(foto Ansa)

tupac de noantri

Il rap italiano, ovvero come ordinare spaghetti alle vongole in montagna

Costantino della Gherardesca

Perché i musicisti italiani continuano a scimmiottare i colleghi americani e ripiegano su una formula nata stanca?

A volte i pregiudizi sono una forma di preveggenza. Nel 1976, mentre la cultura punk prendeva possesso delle strade di Londra, Derek Jarman scriveva nel suo diario: “Gli istigatori del punk sono i soliti studenti dell’accademia di belle arti, piccolo borghesi che fino a qualche mese fa erano dei sosia di David Bowie e Bryan Ferry. Gente che ha letto un po’ di storia dell’arte e ha adottato lo stile tipografico e le cattive maniere dei dadaisti, e ora fa il possibile per improvvisare una reputazione da duri”. All’epoca Jarman aveva 34 anni e un inappuntabile curriculum da autentico iconoclasta: aveva creato le scenografie per uno dei film più belli e dannati della cinematografia inglese (I diavoli di Ken Russell) e girato Sebastiane, una delle prime pellicole mainstream nella storia del Regno Unito apertamente rivolte a un pubblico omosessuale.
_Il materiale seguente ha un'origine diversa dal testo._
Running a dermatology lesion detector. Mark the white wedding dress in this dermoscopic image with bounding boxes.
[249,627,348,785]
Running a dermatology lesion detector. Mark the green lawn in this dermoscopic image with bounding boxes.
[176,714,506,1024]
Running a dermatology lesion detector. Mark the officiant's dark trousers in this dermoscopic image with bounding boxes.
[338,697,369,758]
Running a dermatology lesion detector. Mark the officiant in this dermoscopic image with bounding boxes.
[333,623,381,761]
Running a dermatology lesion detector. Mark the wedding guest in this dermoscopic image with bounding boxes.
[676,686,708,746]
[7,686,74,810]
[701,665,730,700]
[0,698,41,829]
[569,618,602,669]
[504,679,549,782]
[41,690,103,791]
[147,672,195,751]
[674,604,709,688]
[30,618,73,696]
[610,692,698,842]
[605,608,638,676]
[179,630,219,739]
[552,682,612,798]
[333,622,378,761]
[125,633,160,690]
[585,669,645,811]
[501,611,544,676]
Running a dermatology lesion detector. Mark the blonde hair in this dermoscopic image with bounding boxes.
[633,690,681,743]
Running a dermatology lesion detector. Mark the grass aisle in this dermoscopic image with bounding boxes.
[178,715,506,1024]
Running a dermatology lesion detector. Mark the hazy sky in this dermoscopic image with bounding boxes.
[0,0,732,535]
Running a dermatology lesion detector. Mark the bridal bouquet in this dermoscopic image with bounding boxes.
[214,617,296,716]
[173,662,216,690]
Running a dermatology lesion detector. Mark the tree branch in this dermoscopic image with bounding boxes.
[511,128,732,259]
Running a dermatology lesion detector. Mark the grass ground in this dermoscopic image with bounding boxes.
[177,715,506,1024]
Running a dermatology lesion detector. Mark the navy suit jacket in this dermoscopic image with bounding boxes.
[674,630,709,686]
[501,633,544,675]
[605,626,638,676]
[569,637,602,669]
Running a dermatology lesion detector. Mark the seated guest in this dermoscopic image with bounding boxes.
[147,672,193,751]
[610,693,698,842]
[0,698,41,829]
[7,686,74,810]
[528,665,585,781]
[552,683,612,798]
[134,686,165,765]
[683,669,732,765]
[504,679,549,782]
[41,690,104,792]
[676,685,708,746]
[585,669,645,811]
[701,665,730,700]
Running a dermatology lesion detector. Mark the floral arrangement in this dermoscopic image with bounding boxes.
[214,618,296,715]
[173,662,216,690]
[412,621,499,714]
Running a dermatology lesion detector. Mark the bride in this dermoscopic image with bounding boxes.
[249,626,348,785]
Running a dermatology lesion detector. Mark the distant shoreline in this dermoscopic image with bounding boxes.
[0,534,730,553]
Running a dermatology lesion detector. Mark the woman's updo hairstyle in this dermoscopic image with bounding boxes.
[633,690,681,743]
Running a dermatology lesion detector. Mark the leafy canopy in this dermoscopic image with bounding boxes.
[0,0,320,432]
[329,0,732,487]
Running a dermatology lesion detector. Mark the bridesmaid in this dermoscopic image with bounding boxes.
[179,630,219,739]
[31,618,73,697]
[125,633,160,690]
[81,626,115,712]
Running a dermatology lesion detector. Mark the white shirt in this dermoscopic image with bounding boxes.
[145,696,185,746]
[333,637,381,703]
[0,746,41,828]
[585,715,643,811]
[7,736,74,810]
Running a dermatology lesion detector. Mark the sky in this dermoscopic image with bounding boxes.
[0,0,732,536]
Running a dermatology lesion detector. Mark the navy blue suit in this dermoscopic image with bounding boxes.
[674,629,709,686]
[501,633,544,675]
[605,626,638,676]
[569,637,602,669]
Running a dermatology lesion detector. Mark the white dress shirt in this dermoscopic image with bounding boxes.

E proprio perché era un vero iconoclasta, Jarman intuisce al volo l’inautenticità dei punk e, soprattutto, ne individua le discutibili origini: degli scolaretti di seconda categoria che, non potendo mirare più in alto, hanno buttato la divisa del college nel Tamigi e si sono rivenduti come bulletti di periferia. Jarman vede al di là della cortina fumogena pseudorivoluzionaria dietro alla quale i punk cercano di ricostruirsi una verginità, e si rende conto di quanto sia posticcio il loro atteggiamento anticlassista. Nel 1978, la lucidità con cui aveva compreso questa ribellione di facciata gli permette di realizzare il suo secondo lungometraggio, Jubilee, forse l’unico vero film punk mai girato, ambientato in un futuro distopico in cui la musica e il culto del successo distraggono le masse dal degrado di una società fascista e violenta. Il personaggio centrale della pellicola è interpretato dall’attore Jack Birkett, meglio noto come “Orlando”, un ballerino e mimo non vedente, che nel film dice una frase memorabile: “Se la musica è abbastanza alta non sentiranno il mondo che cade a pezzi”. Una rivoluzione fatta con le chitarre è solo un’innocua distrazione.

 

Ora, io non sarò lucido come Jarman, ma negli anni scorsi credo di essere stato in grado, in qualche infausta occasione, di prevedere il futuro. Quando andavo alle medie, mentre da bravo occidentale dei miei tempi mi chiudevo in cameretta ad ascoltare la new wave, i miei compagni di scuola ascoltavano il rap, un genere che – a parte i Public Enemy e poco altro – non faceva per me: mi sembrava una cultura così lontana dall’Italia, impossibile da replicare qui. I miei coetanei delle medie, invece, pensavano di vivere in California e andavano in skate sugli sterrati della provincia, con drammatiche conseguenze ortopediche. Speravo che il fenomeno si sarebbe polverizzato nel giro di un’estate, come i loro menischi.

 

E invece, a ventitré anni, tornato in Italia dopo una lunga parentesi londinese, fui sorpreso da un fenomeno postmoderno paragonabile ai ristoranti Nikkei peruviano-giapponesi o al country western filippino che molti anni dopo avrei ascoltato sull’isola di Luzon: il rap italiano. Non l’ho mai preso sul serio, ma non per snobismo. E’ che mi sembra sensato come ordinare linguine alle vongole in un rifugio alpino a Dobbiaco. Eppure, se uno volesse trovare autentiche tracce di melting pot, in Italia avrebbe l’imbarazzo della scelta. Pensate al lavoro di ricerca che l’etnomusicologo Alan Lomax svolse tra il 1954 e il 1955, girando dalla Sicilia alle Alpi per registrare dal vivo canti funebri e ninnenanne, per immortalare una tradizione folklorica nella quale si mescolano armoniosamente influenze nordafricane, balcaniche e nordeuropee. Perché i musicisti italiani di maggiore successo non ripescano da questo sconfinato bacino sonoro? Perché scimmiottano i colleghi americani e ripiegano su una formula nata stanca?

 

Chi ascolta il rap italiano mi ricorda il pubblico del Moscow Music Peace Festival, la “Woodstock sovietica” che ha preceduto di poco la caduta del muro di Berlino. Quel concerto ispirò The Wind of Change degli Scorpions, la rock band tedesca che, proprio in quel festival, aveva suonato davanti a un oceano di giovani russi che si sarebbero venduti la madre per un paio di Levi’s. Ma come ci hanno insegnato Ronald Reagan e Richard Prince, non basta un paio di jeans per fare un occidentale.